This is my example.
val arr = Array((1,2), (1,3), (1,4), (2,3), (4,5))
val data = sc.parallelize(arr, 5)
data.glom.map(_length).collect
Array[Int] = Array(1, 1, 1, 1, 1)
val agg = data.reduceByKey(_+_)
agg.glom.map(_.length).collect
Array[Int] = Array(0, 1, 1, 0, 1)
val fil = agg.filter(_._2 < 4)
fil.glom.map(_.length).collect
Array[Int] = Array(0, 0, 1, 0, 0)
val sub = data.map{case(x,y) => (x, (x,y))}.subtractByKey(fil).map(_._2)
Array[(Int, Int)] = Array((1,4), (1,3), (1,2), (4,5))
sub.glom.map(_.length).collect
Array[Int] = Array(0, 3, 0, 0, 1)
What I'm wondering is to evenly distribute partitions.
The data
variable consists of five partitions, with all the data evenly partitioned.
ex)par1: (1,2)
par2: (1,3)
par3: (1,4)
par4: (2,3)
par5: (4,5)
After several transformation operation
, Only two of the five partitions allocated to the sub
variable are used.
The sub
variable consists of five partitions, but not all data is evenly partitioned.
ex)par1: empty
par2: (1,2),(1,3),(1,4)
par3: empty
par4: empty
par5: (4,5)
If I add another transformation operation
to the sub
variable, there will be 5 available partitions, but only 2 partitions will be used for the operation.

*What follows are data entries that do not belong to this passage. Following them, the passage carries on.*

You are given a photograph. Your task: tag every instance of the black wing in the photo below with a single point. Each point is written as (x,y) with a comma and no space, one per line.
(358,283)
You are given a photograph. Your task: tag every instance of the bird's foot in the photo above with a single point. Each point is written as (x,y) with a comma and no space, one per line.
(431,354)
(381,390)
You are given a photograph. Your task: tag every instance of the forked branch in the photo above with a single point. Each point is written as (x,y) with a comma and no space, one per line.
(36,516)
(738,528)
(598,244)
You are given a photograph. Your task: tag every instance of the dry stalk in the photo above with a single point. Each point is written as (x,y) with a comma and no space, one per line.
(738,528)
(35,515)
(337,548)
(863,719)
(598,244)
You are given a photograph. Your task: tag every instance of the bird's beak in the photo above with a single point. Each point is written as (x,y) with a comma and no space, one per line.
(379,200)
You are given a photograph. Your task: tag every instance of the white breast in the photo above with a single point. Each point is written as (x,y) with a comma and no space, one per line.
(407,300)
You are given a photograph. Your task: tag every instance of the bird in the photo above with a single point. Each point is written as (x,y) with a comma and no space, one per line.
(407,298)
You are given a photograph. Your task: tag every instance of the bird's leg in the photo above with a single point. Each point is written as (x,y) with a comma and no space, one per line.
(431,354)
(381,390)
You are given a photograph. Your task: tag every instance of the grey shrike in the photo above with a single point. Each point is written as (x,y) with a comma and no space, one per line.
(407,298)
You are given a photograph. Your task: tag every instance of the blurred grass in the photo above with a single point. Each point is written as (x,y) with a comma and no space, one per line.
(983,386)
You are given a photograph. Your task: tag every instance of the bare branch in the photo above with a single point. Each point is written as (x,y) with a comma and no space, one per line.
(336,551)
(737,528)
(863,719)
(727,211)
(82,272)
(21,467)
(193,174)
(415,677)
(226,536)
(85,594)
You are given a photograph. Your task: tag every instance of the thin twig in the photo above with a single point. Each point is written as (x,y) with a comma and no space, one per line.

ex)sub.map{case(x,y) => (x, x, (x,y))}
So I wanna make use of all available partitions when data is operated on.
I used the repartition
method, but it is not cheaper.
ex) sub.repartition(5).glom.map(_.length).collect
Array[Int] = Array(0, 1, 1, 2, 0)
So I'm looking for a wise way to utilize as many partitions as possible.
Is there a good way?